Sibrava Studies, Teaches About Stress and Anxiety
“There’s a cliché answer that you get from a lot of folks who say, ‘Well, I’ve always been interested in people,’ and that is true, but for me I always fantasized about being a lawyer when I grew up.” This is how Dr. Nicholas Sibrava explains his choice of career. In fact, he envisioned himself in a courtroom, just like in the movies.
It also explains why this native of Cleveland, Ohio obtained a bachelor’s degree in both criminology and psychology. The psychology part crept up on him while taking some psych courses. “Somewhere along the way I flip-flopped and became more and more interested in understanding people, in understanding psychology on an individual basis. Whereas criminology and sociology understand human behavior from a more macro level.”
Sibrava went on to obtain a master’s and a doctorate in psychology from Pennsylvania State University, and today he is an assistant professor of psychology in the Weissman School of Arts and Sciences at Baruch College.
Sibrava is not your stereotypical psychologist who analyzes people on a couch, but rather one who uses a laboratory for his studies. “As an undergrad at Ohio State, I was very fortunate to have opportunities to work in a couple of different research labs that were focused on anxiety and stress and do some really interesting research that showed me how intimately connected our minds and our bodies really are. One of the labs I worked in was called a psychoneuroimmunology lab, which is a very fancy way to say how the mind impacts the immune system.”

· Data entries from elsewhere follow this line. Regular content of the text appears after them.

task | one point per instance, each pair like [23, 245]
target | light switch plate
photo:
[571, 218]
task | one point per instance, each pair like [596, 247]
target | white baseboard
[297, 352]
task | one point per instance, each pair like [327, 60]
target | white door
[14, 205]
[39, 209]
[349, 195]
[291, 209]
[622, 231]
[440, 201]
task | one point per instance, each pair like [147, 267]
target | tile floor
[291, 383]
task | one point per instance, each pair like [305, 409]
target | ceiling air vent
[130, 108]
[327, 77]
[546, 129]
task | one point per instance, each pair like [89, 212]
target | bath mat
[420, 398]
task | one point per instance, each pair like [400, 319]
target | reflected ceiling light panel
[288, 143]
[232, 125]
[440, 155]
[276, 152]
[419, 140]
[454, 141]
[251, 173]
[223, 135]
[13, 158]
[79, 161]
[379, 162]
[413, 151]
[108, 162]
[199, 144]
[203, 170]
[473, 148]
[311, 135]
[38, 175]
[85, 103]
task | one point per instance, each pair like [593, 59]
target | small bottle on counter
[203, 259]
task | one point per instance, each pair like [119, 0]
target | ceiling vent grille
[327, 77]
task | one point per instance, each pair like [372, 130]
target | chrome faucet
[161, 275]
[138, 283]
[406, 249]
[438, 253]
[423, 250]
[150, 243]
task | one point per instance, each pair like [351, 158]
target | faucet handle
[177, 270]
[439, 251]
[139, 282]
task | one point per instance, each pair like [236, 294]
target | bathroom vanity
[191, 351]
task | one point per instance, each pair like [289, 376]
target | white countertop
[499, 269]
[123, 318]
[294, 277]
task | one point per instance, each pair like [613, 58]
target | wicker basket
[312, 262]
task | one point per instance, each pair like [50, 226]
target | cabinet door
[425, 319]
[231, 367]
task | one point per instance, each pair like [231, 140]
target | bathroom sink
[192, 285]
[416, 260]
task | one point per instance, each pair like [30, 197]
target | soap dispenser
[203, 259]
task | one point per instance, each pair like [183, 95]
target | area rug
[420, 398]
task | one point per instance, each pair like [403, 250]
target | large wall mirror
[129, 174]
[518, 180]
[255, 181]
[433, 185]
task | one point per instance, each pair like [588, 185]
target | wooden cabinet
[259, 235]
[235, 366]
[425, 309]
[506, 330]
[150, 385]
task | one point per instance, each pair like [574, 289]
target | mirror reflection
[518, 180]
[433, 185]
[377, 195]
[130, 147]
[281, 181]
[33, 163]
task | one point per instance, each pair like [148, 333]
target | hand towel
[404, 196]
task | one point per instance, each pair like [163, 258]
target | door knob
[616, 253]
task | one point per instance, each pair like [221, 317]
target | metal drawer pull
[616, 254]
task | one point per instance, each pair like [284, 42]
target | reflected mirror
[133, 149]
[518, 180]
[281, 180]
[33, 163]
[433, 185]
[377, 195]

He now studies two topics familiar to all of us: stress and anxiety. “There are many ways to cope with stress. Some are wiser choices than others. But there’s no denying that drugs and alcohol are effective in the short term. They then create a host of their own problems. I try to understand how we break this cycle of addiction. You have to be thoughtful about not just trying to reduce drug and alcohol use, but trying to then increase healthier and more positive ways of managing stress,” explains Sibrava.
Although stress seems unique to adults, it has roots in early childhood. “Somewhere around the age of six months, we begin to form what is essentially a lifelong way of coping with distress and relating to other people, and we refer to this as an attachment style. Human beings are wimpy babies. We are very ill-prepared for life at birth,” says Sibrava.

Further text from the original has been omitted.